Amenities: WiFi, shoe shine, Le Belge chocolates at bedtime, ice tea or cider upon arrival and morning coffee from a big silver urn in the lobby – all comp. The gym, carved from two former guest rooms, includes a pocket-size sauna and a bathroom with a shower so you can clean up before catching the plane.
Food and drink: Triomphe, the hotel’s romantic but pricey Nouvelle French restaurant has closed. But the area is jam-packed with places to eat including DB Bistro Moderne at the City Club Hotel next door as well as the restaurants at the Royalton, Sofitel and Algonquin on the same block. There’s also an agreeably priced Red Flame diner, a Greek classic, that’s steps away.

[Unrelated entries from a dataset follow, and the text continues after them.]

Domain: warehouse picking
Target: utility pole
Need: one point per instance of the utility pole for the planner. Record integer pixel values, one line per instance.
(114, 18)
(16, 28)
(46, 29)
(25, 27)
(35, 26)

As mentioned earlier, Lantern’s Keep, the hotel speakeasy bar, is set to reopen soon. On of Midtown’s first speakeasies, it was known for adventurous craft cocktails and a cozy vibe. If the lantern next to the hotel’s front door is lighted, the bar is open. Good luck scoring a seat.
Surroundings: We love this block. Almost high-rise free, it contains six stylish hotels, clubs galore (Harvard, Penn, Mariners) and appealing architecture straight out of a black-and-white movie or a Wee Gee photograph. Times Square and the Theater District, Grand Central Station, Bryant Park and the New York Public library are nearby. Rockefeller Center, the Empire State Building, Fifth Avenue shopping and Macy’s are only slightly further afield. Subways are several blocks away; bus stops are steps away.
Back story: The Algonquin had Dorothy Parker and the Vicious Circle, but the Iroquois had cool, ie: James Dean, who lived here from 1951 to ‘52, before the Frette sheets – and Rebel without a Cause. In less palmy days, the hotel restaurant was the memorabilia-filled James Dean bar.
Following the 1997 renovation, the photos, playbills and autographs landed in the James Dean Suite (room 803), now just a memory following this latest refurbishment. If you’re a fan, console yourself at www.jamesdeangallery.com.
Keep in mind: Closet space is minimal. Back rooms sometimes hear the hum of the generator next door at the Sofitel.